Der Rückversicherungsvertrag war als Teil des Systems der Aushilfen in Bismarcks kompliziertem Versuch, einen Krieg in Europa zu verhindern, eingebunden. Nach der Entlassung Bismarcks sah sich sein Nachfolger Leo von Caprivi außerstande, diese komplexe Politik erfolgreich fortzusetzen. Allerdings war schon Bismarck davon ausgegangen, daß der Rückversicherungsvertrag im Ernstfall nur eine kurzzeitige Wirkung im Verhältnis zu Rußland haben würde.

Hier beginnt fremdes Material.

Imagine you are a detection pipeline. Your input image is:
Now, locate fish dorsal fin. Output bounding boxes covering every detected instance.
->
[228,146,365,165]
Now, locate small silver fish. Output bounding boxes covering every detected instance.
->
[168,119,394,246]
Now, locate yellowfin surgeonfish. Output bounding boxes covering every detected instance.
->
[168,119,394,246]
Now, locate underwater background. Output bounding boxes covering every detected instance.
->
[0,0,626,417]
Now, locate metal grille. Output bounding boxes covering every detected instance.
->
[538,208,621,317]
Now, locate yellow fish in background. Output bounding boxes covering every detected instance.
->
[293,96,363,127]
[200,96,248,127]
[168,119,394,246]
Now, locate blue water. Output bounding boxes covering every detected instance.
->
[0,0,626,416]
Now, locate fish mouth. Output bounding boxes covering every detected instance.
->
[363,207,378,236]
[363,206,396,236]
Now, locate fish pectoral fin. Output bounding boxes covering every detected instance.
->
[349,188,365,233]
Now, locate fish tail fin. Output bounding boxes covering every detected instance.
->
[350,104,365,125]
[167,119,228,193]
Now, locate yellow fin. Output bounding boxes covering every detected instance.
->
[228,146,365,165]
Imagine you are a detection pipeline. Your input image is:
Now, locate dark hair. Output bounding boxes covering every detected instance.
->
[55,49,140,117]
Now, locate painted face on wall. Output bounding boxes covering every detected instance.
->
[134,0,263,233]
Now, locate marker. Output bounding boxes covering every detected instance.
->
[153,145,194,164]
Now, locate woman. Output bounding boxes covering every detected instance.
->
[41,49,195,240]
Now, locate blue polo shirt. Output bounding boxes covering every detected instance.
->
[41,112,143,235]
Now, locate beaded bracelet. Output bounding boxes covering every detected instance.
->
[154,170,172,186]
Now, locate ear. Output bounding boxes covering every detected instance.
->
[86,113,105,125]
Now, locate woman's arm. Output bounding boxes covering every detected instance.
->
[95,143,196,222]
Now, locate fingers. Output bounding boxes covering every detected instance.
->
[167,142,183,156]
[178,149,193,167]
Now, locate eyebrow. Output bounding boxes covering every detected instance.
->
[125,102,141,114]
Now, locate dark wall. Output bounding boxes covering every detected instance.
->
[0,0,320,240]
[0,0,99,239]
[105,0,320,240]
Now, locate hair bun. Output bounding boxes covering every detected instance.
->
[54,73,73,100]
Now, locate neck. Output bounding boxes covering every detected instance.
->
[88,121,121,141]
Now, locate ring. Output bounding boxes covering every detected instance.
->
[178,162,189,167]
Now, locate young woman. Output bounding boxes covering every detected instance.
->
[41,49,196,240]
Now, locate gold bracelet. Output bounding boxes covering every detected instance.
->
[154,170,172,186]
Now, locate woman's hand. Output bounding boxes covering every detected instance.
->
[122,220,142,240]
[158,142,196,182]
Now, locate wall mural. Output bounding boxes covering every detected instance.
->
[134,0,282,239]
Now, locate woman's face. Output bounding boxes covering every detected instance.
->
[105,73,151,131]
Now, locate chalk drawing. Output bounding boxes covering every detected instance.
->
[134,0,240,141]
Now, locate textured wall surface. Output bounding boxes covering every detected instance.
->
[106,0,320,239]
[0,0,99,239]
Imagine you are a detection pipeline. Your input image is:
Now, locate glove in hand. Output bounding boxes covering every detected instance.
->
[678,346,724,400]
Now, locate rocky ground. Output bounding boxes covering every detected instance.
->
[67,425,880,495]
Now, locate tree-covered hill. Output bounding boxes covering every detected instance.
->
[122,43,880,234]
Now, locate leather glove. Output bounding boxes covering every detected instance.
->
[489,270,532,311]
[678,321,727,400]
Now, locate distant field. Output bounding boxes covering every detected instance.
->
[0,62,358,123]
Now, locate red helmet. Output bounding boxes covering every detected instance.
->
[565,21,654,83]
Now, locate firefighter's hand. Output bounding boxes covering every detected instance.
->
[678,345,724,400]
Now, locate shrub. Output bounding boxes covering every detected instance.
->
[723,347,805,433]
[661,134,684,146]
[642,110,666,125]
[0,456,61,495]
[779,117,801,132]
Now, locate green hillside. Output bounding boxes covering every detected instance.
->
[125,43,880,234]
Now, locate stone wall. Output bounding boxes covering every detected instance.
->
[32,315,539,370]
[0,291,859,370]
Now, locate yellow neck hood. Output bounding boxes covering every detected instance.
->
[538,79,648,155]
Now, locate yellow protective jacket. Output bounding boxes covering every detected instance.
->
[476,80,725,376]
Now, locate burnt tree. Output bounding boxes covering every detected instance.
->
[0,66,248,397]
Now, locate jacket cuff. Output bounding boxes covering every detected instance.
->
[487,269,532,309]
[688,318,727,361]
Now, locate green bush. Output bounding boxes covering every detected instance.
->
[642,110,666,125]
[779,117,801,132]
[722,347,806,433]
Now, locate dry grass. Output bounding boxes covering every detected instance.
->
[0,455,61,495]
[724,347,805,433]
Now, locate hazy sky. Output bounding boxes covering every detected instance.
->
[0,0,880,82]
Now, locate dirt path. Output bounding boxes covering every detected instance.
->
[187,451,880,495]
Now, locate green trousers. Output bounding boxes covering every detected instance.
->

Schon während Caprivis Amtszeit plante eine „neue Generation“ im Auswärtigen Amt um Friedrich August von Holstein und Bernhard von Bülow die generelle Abkehr von Rußland und einen Ausbau des Zweibundes zu einem mitteleuropäischen Machtblock, an den dann Großbritannien herangezogen werden sollte.

Vorteile für Rußland

In diese Strategie passte es nicht, daß im Rückversicherungsvertrag das Deutsche Reich zwar nicht vor einem französischen Angriff geschützt war, Rußland aber unter Verweis auf seine historischen Rechte auf dem Balkan de facto das Recht zugesprochen wurde, Österreich-Ungarn anzugreifen.

Als Rußland aufgrund der beschriebenen Vorteile 1890 auf eine Verlängerung des auslaufenden Vertrags drängte, weigerte sich das Deutsche Reich unter Wilhelm II. beharrlich. Selbst als Rußland sich bereit erklärte, auf das „Ganz Geheime Zusatzprotokoll“ zu verzichten, behielt die deutsche Führung ihre Ansicht bei. Ursache für die deutsche Entscheidung war die Annahme, daß ein Abkommen mit Rußland in Bezug auf den Balkan die Glaubwürdigkeit des Deutschen Reichs gegenüber den Verbündeten Österreich-Ungarn und Italien unterminiere.

Da Rußland nun plötzlich ohne internationalen Partner dastand und sich das deutsch-russische Verhältnis aufgrund außenhandels- und wirtschaftspolitischer Unvereinbarkeiten immer mehr abkühlte, näherte es sich Frankreich an und verabredete mit ihm 1892 eine Militärkonvention und 1894 schließlich mit dem Zweiverband ein festes Bündnis. Damit trat die von Bismarck stets gefürchtete Zweifrontenlage für das Deutsche Reich ein und die Grundlagen der mächtepolitischen Blöcke im Ersten Weltkrieg waren gelegt.